By default, Lucene uses the StandardCodec, which writes and reads in nearly the same format as the current stable branch (3.x). Details for a given term are stored in terms dictionary files, while the docs and positions where that term occurs are stored in separate files.
But there is an experimental codec, PulsingCodec, which implements the pulsing optimization described in a paper by Doug Cutting and Jan Pedersen. The idea is to inline the docs/positions/payloads data into the terms dictionary for low frequency terms, so that you save 1 disk seek when retrieving document(s) for that term.
The PulsingCodec wraps another fallback Codec that you provide; this allows the pulsing to be dynamic, per term. For each term, if its frequency (the number of documents that it appears in) is below a threshold (default 1) that you provide, then that term's postings are inlined into the terms dictionary; otherwise, the term is forwarded (pulsed) to the wrapped codec. This means PulsingCodec should be helpful for ordinary text fields which obey Zipf's Law, as many terms will be rare-ish.
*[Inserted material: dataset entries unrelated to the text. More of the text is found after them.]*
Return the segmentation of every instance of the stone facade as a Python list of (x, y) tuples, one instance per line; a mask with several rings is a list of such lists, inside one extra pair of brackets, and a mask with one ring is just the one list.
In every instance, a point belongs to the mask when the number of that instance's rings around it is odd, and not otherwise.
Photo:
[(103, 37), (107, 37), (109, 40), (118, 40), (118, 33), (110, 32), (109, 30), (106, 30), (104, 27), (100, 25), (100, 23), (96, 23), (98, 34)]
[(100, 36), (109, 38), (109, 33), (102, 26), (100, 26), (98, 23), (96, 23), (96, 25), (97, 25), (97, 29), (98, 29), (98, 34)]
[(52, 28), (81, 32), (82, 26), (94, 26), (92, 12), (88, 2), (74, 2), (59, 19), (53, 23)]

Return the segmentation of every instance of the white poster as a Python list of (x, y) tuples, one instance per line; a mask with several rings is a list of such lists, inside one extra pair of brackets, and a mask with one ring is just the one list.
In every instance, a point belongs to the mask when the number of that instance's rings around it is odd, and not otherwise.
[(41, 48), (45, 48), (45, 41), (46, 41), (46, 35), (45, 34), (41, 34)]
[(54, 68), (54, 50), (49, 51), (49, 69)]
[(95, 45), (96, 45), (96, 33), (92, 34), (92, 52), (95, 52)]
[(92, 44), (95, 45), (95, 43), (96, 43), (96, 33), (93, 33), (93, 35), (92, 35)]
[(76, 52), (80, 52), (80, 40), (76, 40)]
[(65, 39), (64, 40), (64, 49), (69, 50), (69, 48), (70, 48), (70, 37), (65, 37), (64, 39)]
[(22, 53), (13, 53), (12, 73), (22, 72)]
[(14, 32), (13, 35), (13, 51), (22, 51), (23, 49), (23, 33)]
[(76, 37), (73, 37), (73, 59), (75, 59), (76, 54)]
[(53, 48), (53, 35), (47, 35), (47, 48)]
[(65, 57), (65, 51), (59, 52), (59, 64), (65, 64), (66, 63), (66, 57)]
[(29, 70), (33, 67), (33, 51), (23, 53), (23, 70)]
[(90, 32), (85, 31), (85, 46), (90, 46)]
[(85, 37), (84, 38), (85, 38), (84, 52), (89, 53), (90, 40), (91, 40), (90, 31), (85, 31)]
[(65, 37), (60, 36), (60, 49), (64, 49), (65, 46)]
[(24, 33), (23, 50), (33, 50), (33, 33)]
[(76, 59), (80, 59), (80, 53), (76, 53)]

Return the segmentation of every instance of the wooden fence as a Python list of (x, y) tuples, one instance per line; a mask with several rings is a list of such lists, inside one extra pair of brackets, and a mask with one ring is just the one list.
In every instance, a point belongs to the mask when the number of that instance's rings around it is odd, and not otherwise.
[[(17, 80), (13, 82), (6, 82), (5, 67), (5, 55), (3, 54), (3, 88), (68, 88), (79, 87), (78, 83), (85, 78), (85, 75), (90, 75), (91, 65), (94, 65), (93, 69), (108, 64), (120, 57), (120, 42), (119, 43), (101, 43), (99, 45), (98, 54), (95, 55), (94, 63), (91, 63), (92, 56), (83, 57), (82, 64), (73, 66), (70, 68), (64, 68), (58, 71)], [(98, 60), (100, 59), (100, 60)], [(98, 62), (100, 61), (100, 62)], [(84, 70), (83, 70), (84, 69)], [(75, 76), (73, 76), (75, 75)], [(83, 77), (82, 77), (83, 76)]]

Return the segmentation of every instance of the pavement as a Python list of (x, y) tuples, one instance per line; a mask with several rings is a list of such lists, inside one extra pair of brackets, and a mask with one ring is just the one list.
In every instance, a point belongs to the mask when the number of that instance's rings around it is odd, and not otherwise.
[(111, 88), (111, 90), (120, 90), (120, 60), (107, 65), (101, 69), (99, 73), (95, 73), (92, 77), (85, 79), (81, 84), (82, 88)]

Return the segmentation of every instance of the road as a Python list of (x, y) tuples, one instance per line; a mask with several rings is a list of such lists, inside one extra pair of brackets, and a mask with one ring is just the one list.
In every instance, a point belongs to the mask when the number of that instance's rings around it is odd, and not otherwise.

PulsingCodec should really shine on "primary key" fields, where each term occurs in exactly one document, and batch lookups (for example because the app performs deletes, updates and/or lookups) are common.
I created a simple performance test to confirm this.
The test first creates an optimized index with 10M docs, where each doc has a single field with a randomly generated unique term, and then performs term -> doc lookup for N (parameter) random terms. It's a self-contained test (source code is here).
It's important to flush your OS's IO cache before running the test; otherwise you can't measure the reduced number of seeks. On recent Linux kernels, just run echo 1 > /proc/sys/vm/drop_caches. That said, in a real production usage, the IO cache will typically (legitimately) help you, and pulsing should make more efficient use of the IO cache since the postings data is contiguously stored.
To measure the speedup from using PulsingCodec on a primary key field, as well as the impact of the OS's IO cache, I ran the above test on an increasing number of random term lookups (always flushing the the OS's IO cache first):
The results are compelling! When performing a small number of term lookups relative to the total number of terms on a cold OS IO cache, which is likely the more common case in a real application, pulsing shows a ~45-50% speedup, as expected, since it requires 1/2 the seeks.
As the number of random term lookups increases, PulsingCodec's gains decrease, because more and more of the lookups are hitting the OS's IO cache and thus avoiding the seek (the machine I ran the test on had plenty of RAM to cache the entire index). It's interesting that PulsingCodec still shows ~15% gain once the lookups are mostly cached; likely this is because PulsingCodec saves the deref cost of finding the postings in the frq file.
Pulsing also makes the index a bit smaller (211 MB vs 231 MB), because it saves one vLong pointer per term. For the test, the index with pulsing had a 0 byte frq file since all postings were inlined into the terms dict. There is no prx file because I index the field with setOmitTermFreqAndPositions(true).
Note that the test case simply uses PulsingCodec for all fields; if you'd like per-field control you should use the PerFieldCodecWrapper. However, because PulsingCodec is dynamic (per term), it is likely a good default for all fields.
Another way to speed up primary key lookups through Lucene is to store your index on a solid-state disk, where seeks are much less costly than they are on spinning magnets (though, still several orders of magnitude more costly than RAM). Or better yet, do both!